Tue Jul 23 19:22:10 UTC 2013

From all the conversations, there's a clear split in interests. In both parts, we need better and clearer examples. You should be able to download your phone records in electronic form, but I should be to stop you paying money to get data containing mine

The two aspects:

1. mydata -- a single individual obtaining data about themselves from companies that hold it.
	- this is the midata programme in the UK run by the UK Government, and similar elsewhere
	- there are a bunch of questions about it, but those are mostly implementation.
It may be that this list wants to put together a set of principles and requirements of this. 
Points made so far include:
	- machine readable
	- reuse must be the discretion of the individual (whether apps or upload to a service)
	- copyright issues should be clear

Is anyone involved in the midata pilots?

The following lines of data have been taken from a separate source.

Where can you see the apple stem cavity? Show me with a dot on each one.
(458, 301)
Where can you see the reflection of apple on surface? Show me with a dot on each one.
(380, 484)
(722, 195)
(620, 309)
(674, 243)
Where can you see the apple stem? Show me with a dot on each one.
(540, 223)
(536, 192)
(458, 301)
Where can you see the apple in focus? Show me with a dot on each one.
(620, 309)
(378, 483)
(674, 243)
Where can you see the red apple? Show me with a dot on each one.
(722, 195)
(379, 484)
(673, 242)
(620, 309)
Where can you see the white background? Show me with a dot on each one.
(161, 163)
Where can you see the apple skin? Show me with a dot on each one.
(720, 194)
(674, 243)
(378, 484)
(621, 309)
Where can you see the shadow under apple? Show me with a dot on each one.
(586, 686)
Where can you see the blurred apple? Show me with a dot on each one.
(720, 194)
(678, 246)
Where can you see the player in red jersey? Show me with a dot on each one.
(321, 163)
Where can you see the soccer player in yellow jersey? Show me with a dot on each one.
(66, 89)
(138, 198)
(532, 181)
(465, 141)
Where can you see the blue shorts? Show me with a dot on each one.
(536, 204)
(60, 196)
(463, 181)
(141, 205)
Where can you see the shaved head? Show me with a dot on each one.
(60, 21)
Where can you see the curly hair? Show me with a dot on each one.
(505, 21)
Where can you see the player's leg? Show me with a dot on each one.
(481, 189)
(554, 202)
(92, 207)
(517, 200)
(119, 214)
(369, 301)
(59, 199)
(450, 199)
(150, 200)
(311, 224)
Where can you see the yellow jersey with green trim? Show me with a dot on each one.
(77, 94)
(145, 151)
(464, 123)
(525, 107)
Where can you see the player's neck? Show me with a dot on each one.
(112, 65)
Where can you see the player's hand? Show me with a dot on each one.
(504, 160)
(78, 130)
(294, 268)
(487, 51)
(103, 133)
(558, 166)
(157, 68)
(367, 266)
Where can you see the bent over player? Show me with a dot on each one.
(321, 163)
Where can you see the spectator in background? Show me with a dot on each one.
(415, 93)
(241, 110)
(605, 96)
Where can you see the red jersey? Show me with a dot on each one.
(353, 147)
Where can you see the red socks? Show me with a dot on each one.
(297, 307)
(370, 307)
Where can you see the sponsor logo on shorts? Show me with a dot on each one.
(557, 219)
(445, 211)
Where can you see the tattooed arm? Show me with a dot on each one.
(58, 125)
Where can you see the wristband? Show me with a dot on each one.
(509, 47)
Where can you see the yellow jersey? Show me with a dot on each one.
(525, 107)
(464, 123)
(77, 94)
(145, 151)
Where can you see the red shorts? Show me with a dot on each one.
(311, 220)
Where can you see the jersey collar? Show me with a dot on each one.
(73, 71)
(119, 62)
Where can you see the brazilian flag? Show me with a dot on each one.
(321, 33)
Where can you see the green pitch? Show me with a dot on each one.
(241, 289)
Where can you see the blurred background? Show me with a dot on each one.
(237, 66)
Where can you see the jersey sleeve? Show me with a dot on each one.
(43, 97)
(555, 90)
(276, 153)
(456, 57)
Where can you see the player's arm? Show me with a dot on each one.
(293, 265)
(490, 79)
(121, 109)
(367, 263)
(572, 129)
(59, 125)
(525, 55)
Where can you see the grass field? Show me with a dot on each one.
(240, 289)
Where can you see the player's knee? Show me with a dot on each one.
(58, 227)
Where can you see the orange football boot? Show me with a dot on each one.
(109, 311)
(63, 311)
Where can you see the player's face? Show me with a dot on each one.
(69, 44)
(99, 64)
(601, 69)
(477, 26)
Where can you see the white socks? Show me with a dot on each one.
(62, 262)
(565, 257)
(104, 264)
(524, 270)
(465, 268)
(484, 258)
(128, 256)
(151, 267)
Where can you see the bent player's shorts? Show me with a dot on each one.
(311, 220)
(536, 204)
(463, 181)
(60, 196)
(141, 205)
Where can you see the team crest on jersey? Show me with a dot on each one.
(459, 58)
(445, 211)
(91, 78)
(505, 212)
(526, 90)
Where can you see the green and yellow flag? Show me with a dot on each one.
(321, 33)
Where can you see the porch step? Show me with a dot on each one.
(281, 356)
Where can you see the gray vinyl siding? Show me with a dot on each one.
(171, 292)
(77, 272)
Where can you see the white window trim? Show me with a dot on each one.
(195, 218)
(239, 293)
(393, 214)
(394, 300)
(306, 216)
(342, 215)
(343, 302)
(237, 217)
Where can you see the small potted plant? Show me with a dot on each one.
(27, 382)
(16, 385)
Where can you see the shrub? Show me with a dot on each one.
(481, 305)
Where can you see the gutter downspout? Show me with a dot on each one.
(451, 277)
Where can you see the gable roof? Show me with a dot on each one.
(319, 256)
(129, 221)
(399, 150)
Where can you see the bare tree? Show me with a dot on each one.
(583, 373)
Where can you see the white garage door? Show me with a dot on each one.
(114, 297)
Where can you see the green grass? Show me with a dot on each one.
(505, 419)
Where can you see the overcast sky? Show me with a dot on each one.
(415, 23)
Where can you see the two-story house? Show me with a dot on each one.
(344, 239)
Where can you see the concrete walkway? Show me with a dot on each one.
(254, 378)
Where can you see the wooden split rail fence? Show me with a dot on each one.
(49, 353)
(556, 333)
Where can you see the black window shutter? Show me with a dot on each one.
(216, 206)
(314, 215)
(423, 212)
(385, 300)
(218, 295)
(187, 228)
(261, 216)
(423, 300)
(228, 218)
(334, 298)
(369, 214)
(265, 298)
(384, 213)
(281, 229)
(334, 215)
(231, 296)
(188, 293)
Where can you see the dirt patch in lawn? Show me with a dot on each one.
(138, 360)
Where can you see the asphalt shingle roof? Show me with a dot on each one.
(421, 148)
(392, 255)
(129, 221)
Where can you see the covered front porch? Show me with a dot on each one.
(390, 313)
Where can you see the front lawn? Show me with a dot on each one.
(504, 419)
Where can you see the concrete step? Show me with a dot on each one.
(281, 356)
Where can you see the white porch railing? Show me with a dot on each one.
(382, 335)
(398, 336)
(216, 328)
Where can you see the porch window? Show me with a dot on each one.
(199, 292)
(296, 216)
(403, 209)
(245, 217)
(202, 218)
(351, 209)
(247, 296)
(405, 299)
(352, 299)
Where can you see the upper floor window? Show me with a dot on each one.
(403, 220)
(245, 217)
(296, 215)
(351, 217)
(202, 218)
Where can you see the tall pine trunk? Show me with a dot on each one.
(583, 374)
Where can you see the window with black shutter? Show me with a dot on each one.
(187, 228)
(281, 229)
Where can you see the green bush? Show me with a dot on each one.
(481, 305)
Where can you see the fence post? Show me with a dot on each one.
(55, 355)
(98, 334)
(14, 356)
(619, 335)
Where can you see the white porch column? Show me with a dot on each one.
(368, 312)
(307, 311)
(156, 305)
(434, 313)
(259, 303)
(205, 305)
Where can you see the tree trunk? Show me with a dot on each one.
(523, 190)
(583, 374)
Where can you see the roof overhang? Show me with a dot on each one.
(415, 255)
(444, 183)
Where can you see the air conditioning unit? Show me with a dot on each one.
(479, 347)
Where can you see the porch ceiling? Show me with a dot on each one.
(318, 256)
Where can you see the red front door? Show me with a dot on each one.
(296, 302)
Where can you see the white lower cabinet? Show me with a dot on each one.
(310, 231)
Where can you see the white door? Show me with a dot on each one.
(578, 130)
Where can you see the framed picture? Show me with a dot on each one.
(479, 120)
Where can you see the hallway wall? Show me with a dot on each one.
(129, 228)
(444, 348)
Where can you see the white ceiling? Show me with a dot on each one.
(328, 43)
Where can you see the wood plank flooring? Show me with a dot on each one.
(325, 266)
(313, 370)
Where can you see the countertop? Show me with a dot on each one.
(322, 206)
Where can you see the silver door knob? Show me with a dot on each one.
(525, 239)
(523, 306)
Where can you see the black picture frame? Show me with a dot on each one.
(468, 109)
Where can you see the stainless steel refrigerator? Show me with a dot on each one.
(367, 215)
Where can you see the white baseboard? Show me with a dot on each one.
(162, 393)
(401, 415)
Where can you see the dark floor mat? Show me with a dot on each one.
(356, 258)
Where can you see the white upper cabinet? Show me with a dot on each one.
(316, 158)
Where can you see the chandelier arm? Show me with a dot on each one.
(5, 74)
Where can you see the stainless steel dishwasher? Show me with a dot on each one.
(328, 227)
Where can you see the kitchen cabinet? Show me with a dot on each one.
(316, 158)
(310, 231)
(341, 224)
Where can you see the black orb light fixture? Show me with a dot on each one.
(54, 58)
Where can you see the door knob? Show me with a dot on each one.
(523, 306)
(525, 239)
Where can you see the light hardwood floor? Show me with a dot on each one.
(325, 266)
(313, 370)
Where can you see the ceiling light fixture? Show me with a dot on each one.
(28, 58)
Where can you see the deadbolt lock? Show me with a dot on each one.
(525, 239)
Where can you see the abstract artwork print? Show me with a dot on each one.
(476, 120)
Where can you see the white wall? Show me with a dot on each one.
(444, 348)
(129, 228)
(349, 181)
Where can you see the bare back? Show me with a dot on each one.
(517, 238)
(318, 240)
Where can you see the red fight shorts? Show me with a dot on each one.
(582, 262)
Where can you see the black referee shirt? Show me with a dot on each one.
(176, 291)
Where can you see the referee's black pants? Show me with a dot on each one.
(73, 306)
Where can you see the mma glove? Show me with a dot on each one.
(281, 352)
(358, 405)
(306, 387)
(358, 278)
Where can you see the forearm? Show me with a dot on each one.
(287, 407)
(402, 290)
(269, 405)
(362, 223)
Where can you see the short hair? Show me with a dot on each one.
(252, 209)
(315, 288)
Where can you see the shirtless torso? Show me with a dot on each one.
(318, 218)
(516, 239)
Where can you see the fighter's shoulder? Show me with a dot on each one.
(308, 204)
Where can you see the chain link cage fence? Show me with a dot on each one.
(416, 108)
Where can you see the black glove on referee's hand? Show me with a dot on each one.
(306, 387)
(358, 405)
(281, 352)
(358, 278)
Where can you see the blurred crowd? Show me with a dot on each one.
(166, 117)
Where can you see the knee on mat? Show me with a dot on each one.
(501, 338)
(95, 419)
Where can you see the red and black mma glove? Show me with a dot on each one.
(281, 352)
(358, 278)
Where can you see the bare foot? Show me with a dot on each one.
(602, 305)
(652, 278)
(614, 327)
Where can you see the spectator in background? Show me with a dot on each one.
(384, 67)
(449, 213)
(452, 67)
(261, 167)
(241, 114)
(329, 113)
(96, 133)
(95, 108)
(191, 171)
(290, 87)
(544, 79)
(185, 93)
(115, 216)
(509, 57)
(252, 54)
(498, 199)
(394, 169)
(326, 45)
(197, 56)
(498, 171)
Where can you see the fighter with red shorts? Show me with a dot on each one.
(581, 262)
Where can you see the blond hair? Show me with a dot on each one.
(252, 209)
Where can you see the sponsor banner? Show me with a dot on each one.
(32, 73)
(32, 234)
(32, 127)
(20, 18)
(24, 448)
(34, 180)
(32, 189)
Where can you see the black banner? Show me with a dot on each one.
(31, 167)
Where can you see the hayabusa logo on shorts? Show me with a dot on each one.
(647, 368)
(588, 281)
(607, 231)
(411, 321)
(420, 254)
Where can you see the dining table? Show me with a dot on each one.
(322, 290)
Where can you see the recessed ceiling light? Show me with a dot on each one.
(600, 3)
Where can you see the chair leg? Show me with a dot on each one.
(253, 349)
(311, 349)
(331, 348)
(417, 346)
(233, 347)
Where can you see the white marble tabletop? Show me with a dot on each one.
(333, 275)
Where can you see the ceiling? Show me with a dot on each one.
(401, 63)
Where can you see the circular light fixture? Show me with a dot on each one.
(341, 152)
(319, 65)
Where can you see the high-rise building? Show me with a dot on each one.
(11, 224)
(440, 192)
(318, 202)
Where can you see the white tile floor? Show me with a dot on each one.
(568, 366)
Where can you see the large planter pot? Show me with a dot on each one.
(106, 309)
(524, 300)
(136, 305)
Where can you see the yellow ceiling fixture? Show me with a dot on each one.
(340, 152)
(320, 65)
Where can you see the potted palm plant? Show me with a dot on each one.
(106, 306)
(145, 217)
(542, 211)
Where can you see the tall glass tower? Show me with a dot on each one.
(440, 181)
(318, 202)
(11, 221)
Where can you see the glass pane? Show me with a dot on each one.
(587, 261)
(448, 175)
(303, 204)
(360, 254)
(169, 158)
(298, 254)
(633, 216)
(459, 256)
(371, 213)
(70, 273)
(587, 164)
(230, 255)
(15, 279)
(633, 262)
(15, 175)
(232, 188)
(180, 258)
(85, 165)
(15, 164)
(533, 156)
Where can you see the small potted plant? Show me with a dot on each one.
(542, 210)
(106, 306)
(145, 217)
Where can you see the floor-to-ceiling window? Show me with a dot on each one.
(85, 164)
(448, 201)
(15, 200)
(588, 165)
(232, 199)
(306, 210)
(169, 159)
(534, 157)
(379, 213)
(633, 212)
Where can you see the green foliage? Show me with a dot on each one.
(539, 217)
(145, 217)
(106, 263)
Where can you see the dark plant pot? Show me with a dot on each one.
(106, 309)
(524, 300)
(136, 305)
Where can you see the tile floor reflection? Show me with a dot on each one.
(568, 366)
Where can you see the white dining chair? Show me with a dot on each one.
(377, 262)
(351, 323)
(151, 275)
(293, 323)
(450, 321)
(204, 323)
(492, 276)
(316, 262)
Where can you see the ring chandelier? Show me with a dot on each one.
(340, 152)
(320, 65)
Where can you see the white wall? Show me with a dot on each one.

Is it worth OKF putting together a cohort of volunteers who are going to build interesting reuse projects? (ideally ones that wont accidentally torpedo the whole programme, so tread a little carefully in public). 

Fundamentally, data given to an individual about that individual is subject to decisions by that individual. 

myData/miData is solely about you getting your data; there is a wider version which is getting some access to other people's data. This is an emerging area which got confused into the above, but which is much more important from an open data and a privacy perspective. It got named "aggordata" in a conversation I've had, and I've not seen a better name for it (got one?)

2.Aggrodata
        - publication of customer/transaction data by companies in a way which is "deidentified".
		- this is what Everything Everywhere got caught doing to the police
		- this is what Telefonica do -- http://dynamicinsights.telefonica.com
		- Barclays too.
	- questions of proper anonymisation vs research
	- consent
	- access by individuals within the dataset

The commercial aspects of this are evolving much faster, and there should be a set of principles developed to discuss what it looks like. Some will be open data, some will not be as it's data sold commercially -- although there is a strong case on consent for data in which an individual contributes, to be accessible to them. There is a large question over what anonymous means, in a way which isn't followed by "oops". Tom Steinberg talked about this at open Governemnt Data camp in London in 2010, in a way which is still relevant (video snarfled here: http://www.youtube.com/watch?v=eN0beOAvlGM - text: http://steiny.typepad.com/premise/2010/11/open-data-how-not-to-cock-it-up.html). Privacy International (my day job) has been trying to have some of that conversation for a while, and some thoughts have gone up (https://t.co/6M626HVxWR). This should be a public conversation, some of which can will take place here, other parts in places of your choosing. What else should it include?

It's also not that new of an area in other ways. Governments have been doing Statistical Disclosure Control on administrative and transactional data they release for decades. Some of this includes differential release - different detail to different audiences. There is a clear case for individuals to have their own control of this data. Gov "travel to work" data gets fiddled around Cheltenham, so that they don't accidentally reveal where all the spooks live. Do O2 do the same for people who leave their phone in their car as they can't take it into the office?

but fundamentally, for both, we need better examples. Have OKF approached any of the new ODI sponsors to look at what they can do in terms of Open? The most likely companies to do this well are the ODI early adopters. 

Regards
Sam

--
@smithsam